Arts & Culture

Klondykes explores gender issues during the Yukon Gold Rush

Klondykes
Tuesday to Saturday at 8 p.m.  Sunday Matinees at 2 p.m. Feb. 4 to 21
The Roxy on Gateway, 8529 Gateway Blvd
Trevor Schmidt and Darrin Hagen
Rebecca Ann Merkley, Amanda Neufeld & Mackenzie Reurink with Nick Samoil
$24 – $30 available online (theatrenetwork.ca)

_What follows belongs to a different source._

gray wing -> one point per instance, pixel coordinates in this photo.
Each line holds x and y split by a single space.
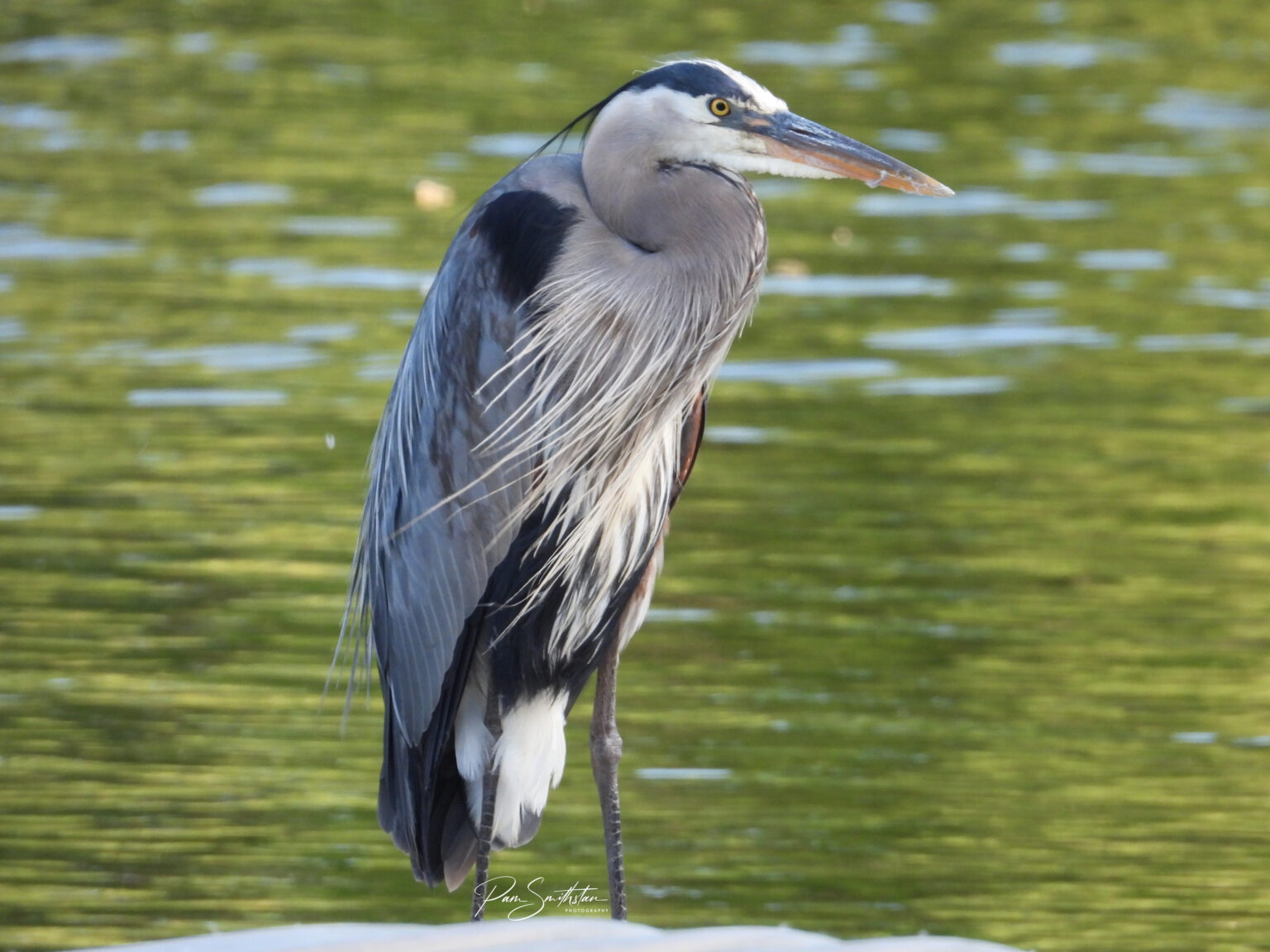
441 511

From seasoned Edmonton Theater professionals Trevor Schmidt and Darrin Hagen comes a musical that blurs the line of gender, and celebrates diversity, self-exploration and applauds entrepreneurial spirit. Klondykes, presented by Guys in Disguise is a poignant, yet witty musical about two women who wish to enter the Yukon Territory to try their luck in the Klondike Gold Rush. However, there is a catch: single women are not allowed into the Yukon — they have to be accompanied by a man.

This does not stop the two spirited, persistant characters of Hattie and Lucy. Hattie decides to reject her femininity and present as a man so the two characters can reap the benefits of the Klondike Gold Rush.

A source of inspiration for Hagen and Schmidt was the story of Klondike Kate — the fearless woman from Washington that disguised herself as a man to enter the Yukon and later become famous as a vaudeville star and dancer during the Klondike Gold Rush.

“I love this idea of women doing drag to get into a man’s world,” says Hagen.

Schmidt elaborates on the multitudes of stories that arose of women bending the rules in order to survive in the Yukon.

“There were very strong willed, entrepreneurial women in the Yukon that thrived,” Schmidt explains.

During writing and conceptualizing of Klondykes two years ago, Schmidt and Hagen took a trip to the Yukon to conduct research and stimulate their inspiration and ideas for writing.

“The Chilkoot pass from Skegway to Whitehorse is one of the deadliest parts of that journey. We got to see the environment that the people in the Gold Rush would have had to travel through, which is staggeringly beautiful yet so rugged. It’s fascinating,” says Hagen.

Fast forward to fall of 2015, Hagen and Schmidt solidify their deal and it was a long winter of writing and finalizing for the opening, which is happening Febuary 2-21 2016 at the Roxy Theater. Working with the cast has been incredibly rewarding for both men, as they see the play coming together, in a way that has been different, yet organic for the two writers.

“I feel like the play is a lot about self-discovery. One of the characters, Hattie, gets thrown out of her home for behaving in a way that is not traditionally female,” Schmidt says. “She finds a great freedom in male clothing that is a lack of the restriction that she felt as a woman.”

Schmidt elaborates that concluding the play, Hattie finds empowerment in another characters reassurance that she has made it into the Yukon, and she does not have to pretend any longer — she can be whatever kind of woman she wants to be. She can be a woman that loves other woman, and a woman that is masculine.

“Hattie no longer has to be a man to have the freedom that she discovered,” Schmidt muses. “I hope that this production really speaks to the LGBTQ community in Edmonton, because anywhere on the spectrum, you can find your place. It’s self- acceptance, as opposed to seeking the acceptance of others.”

Schmidt and Hagen are excited for the play to begin. They feel that is exciting to do something that is out of their comfort zone. “It is feminist, it is inclusive and it is a wholly Canadian story.”